Fiquei gelada, sem saber o que dizer; apareceu uma guarda na porta e ela se acalmou, no segundo dia outra tirou a blusa na jurídica e ficou de sutiã só para chocar o bobão do estagiário; ali vi que não dava para continuar, que eu não queria prejudicá-las, mas não queria trabalhar sobre aquele tipo de pressão; demos uma força mas não ficamos. Foi quando recebemos o convite para trabalhar na Alcindo Guanabara; no anexo da Câmara dos Vereadores; um lugar de paredes forradas de madeira escura; as salas tinham móveis escuros, pesados; o chefe da jurídica era Vitagliano; gente boa, simpático, no rosto marcas de antigas espinhas, gostava de trabalhar; nos indicou para o gabinete do Dr. Avelino. Éramos poucos; eu, Valéria Negrão, Vinícius Cordeiro, que hoje está na política e mais um rapaz que não me lembro; papel, burocracia, até o dia que chegou um convite vindo da Ilha Grande; os internos da penitenciária estavam convidando todo o gabinete para o Festival de Música que aconteceria no mês seguinte.
Chegamos a Mangaratiba cedo, pegamos a Loretti e seguimos rumo ao Abraão.
A visão da ilha com a aproximação da barca era fantástica; uma das montanhas formava um bico de papagaio e toda a costa era de um verde desbundante!!
A Ilha Grande já foi entreposto para o tráfico ilegal de escravos; no século XIX, D. Pedro II a visitou ficou deslumbrado com a beleza do lugar e resolveu comprar a Fazenda do Holandês; hoje, Vila do Abraão e a de Dois Rios.

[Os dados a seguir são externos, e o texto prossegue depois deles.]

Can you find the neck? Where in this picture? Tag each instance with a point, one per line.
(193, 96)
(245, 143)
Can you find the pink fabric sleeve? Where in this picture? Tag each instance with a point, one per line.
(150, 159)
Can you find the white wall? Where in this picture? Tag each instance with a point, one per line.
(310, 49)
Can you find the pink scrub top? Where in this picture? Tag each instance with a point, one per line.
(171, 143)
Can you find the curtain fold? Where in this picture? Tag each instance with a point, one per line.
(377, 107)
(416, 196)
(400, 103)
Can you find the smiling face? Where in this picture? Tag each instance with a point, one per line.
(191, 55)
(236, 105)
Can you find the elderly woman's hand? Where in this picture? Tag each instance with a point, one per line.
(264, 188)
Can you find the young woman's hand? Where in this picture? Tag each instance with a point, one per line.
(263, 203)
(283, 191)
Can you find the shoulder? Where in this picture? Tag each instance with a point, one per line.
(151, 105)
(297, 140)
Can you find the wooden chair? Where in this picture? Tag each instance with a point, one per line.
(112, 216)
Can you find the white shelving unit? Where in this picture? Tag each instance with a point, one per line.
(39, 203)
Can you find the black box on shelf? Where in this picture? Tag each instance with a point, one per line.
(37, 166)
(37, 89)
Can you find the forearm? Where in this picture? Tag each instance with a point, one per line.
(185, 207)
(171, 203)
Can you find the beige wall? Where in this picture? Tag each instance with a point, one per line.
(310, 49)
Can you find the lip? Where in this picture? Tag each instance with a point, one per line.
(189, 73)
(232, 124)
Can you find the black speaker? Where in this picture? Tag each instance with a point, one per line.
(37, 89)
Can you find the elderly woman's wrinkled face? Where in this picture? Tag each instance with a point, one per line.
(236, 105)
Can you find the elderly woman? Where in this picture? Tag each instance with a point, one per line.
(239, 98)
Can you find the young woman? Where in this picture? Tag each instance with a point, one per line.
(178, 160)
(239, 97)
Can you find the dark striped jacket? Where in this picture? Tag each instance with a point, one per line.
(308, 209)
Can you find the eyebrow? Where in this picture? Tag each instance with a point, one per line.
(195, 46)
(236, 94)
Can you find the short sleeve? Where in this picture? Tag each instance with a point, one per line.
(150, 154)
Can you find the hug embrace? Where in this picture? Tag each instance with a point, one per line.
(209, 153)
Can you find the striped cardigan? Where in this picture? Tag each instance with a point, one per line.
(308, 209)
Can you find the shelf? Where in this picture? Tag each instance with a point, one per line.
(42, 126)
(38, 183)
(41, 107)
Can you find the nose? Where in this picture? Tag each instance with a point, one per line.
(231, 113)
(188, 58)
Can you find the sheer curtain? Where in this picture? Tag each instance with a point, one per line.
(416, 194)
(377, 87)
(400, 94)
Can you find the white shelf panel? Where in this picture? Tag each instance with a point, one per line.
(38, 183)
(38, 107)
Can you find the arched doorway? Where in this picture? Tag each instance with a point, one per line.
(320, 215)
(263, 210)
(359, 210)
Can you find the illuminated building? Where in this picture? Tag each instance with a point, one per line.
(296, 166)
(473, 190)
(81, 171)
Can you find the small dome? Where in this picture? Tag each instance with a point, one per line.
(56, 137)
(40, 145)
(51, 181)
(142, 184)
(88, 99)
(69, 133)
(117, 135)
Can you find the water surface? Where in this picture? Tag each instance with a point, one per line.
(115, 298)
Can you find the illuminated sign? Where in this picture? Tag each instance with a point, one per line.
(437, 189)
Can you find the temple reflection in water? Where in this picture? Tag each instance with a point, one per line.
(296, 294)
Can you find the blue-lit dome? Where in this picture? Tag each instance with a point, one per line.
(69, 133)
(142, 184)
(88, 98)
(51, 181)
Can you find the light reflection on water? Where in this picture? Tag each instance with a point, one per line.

Na Fazenda do Holandês foi construído o Lazareto, que serviu de centro de triagem e quarentena para os passageiros enfermos de tuberculose e cólera que chegavam ao Brasil; funcionou durante 28 anos. No princípio de 1900, o Lazareto foi desativado e passou a funcionar como presídio político; a Colônia Correcional de Dois Rios; no Abraão; que abrigou os preso da Revolução Constitucionalista de 32 e em 1940 foi construído em Dois Rios o Instituto Penal Cândido Mendes, para presos de alta periculosidade.
A Barca ancorou no cais e fomos apresentados a um lugar bucólico, tranqüilo. Do lado direito um antigo Clube desativado, perto do posto da PM, do lado esquerdo comércio; em frente, começava a estrada de terra que cruzava a serra e acabava na Vila Dois Rios.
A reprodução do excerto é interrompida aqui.